Alors qu'elle captive son audience, j'en oublie presque les musiciens, pourtant impeccables. La sono est parfaite : chaque instrument est clair, même la basse puissante reste sans saturation. Le bassiste, dans l'ombre, assure la colonne vertébrale des morceaux avec la batterie. Nadine est l'âme et les muscles de cette performance, tandis que les guitares et claviers apportent des touches d'ornement. Que ce soit avec les titres de son superbe quatrième album,
Filthy Underneath, ou avec des morceaux plus anciens, les orchestrations sont superbes.
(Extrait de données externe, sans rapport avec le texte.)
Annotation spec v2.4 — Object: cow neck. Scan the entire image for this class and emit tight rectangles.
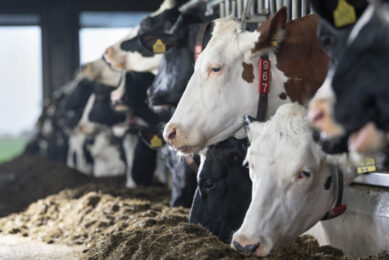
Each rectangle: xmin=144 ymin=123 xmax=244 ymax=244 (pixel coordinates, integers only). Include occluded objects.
xmin=256 ymin=53 xmax=271 ymax=122
xmin=321 ymin=167 xmax=347 ymax=221
xmin=194 ymin=21 xmax=211 ymax=61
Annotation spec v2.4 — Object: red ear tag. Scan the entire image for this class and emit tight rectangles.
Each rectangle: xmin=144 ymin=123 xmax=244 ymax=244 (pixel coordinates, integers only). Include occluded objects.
xmin=258 ymin=58 xmax=270 ymax=94
xmin=194 ymin=44 xmax=203 ymax=61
Communiquant principalement par sa musique, ses sourires ou quelques grimaces, Nadine remercie chaleureusement le public avant
Food For Fuel. Après presque
dix ans d'absence dans la capitale, elle est agréablement surprise par l'affluence ce soir. Que l'atmosphère soit lugubre, comme sur
Stealing Cars, avec juste sa voix posée sur une nappe de synthé, ou plus rythmée, comme sur
Twenty Things, où tout le groupe semble s'envoler, chaque chanson dégage une puissance dramatique et mélancolique. Avant
French Exit, Nadine explique, non sans humour, que ce titre n'a rien à voir avec nous : c'est l'art de partir sans se faire remarquer (ndlr : filer à l'anglaise en français).
Le set se termine avec un duo de guitares inspiré sur
Fool, qui s'achève trop vite, suivi du torrent d'énergie de
Out Of The Way, une chanson punk accompagnée de lumières stroboscopiques. Le groupe revient rapidement pour
Holiday Destination et une version bondissante de
Trad. Enfin, Nadine Shah présente ses formidables musiciens avant de conclure avec
Greatest Dancer, l'un des morceaux les plus marquants de son dernier album. Espérons qu'elle ne mettra pas dix ans à revenir nous voir.